Sagorika Haque

Student Fellow

Title

Undergraduate

Department/School

Institute for Gender, Race, Sexuality and Social Justice

Faculty

Arts

University

UBC

Sagorika Haque is a final year student of gender and political science from Dhaka, Bangladesh – one of the most disproportionately climate vulnerable regions in the world. Their research experience and interests lie at the intersections of human rights education, gender-based violence, intergenerational trauma, displacement, embodied knowledges, neocolonialism, political accountability, art, and transformative justice in historical and present South Asian spatiotemporal contexts. With publications across journals such as Decomp, Ignite, UJAH, the Garden Statuary, and URNCST, she is also a poet, activist, and hopeful future educator, currently working with the UBC English Language Institute and the AMS Advocacy Committee, passionate about exploring and embodying trauma-informed systems thinking and community-based interventions in and beyond both policy and curricula to erode cultures of heteropatriarchal capitalist violence towards more just, compassionate futures.

Primary Recipient Awards

Sagorika Haque – Catalyst Fellows – 2022

The Wall Catalyst Student Fellow cohort will first come together to engage in the online, interdisciplinary Facing Human Wrongs course and subsequently work together on a number of public-facing projects.
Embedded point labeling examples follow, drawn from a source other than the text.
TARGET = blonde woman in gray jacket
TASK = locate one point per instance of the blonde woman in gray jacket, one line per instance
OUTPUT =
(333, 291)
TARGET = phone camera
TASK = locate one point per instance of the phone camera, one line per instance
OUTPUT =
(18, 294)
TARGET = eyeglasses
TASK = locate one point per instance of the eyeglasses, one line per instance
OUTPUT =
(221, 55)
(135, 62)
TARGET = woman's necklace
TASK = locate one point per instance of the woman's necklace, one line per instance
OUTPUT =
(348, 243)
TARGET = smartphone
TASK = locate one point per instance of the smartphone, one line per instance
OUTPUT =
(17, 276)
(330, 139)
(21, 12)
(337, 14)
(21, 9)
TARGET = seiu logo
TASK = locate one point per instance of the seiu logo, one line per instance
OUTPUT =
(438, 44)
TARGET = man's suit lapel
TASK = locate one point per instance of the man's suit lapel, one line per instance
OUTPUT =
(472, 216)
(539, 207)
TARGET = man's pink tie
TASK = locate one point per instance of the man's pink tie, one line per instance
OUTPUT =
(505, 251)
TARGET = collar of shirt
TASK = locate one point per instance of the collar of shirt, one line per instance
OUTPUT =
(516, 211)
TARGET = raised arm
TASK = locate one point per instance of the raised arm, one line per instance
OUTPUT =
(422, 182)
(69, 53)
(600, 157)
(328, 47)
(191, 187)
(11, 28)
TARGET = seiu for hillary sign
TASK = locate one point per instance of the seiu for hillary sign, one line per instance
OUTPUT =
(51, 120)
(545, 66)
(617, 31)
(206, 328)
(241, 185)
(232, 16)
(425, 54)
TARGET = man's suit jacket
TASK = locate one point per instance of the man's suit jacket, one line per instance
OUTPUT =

The course content touches upon systemic, historical and ongoing violence, unsustainability, our complicities in social and ecological harm, and our tendency to address complex problems, such as biodiversity loss, food insecurity, economic and political crises, and the potential for social and environmental collapse, with simplistic solutions. The course requires students to be willing to be uncomfortable and to have their perspective challenged.

Sagorika Haque – Catalyst Collaboration Fund – 2023

asha ; a  transnational arts, education, research, & community organizing collective

Asha is a transnational arts and research collective developing local, global embodied knowledges based interventions through community organizing and multimedia social justice educational programming by, for, and with peoples who have experienced racialized and gendered oppression. We aim to be an open source multidisciplinary network of ecosystem of documentation around marginalized histories and futures that aim to uplift, celebrate, and mourn the urgent intersections of land, memory, climate crisis, and collective storytelling to foster senses of agency and belonging through community. Our multibranched structure addresses intersections between lived experiences of historical, ongoing structural violences, and cultural heritages threatened by ongoing colonial legacies.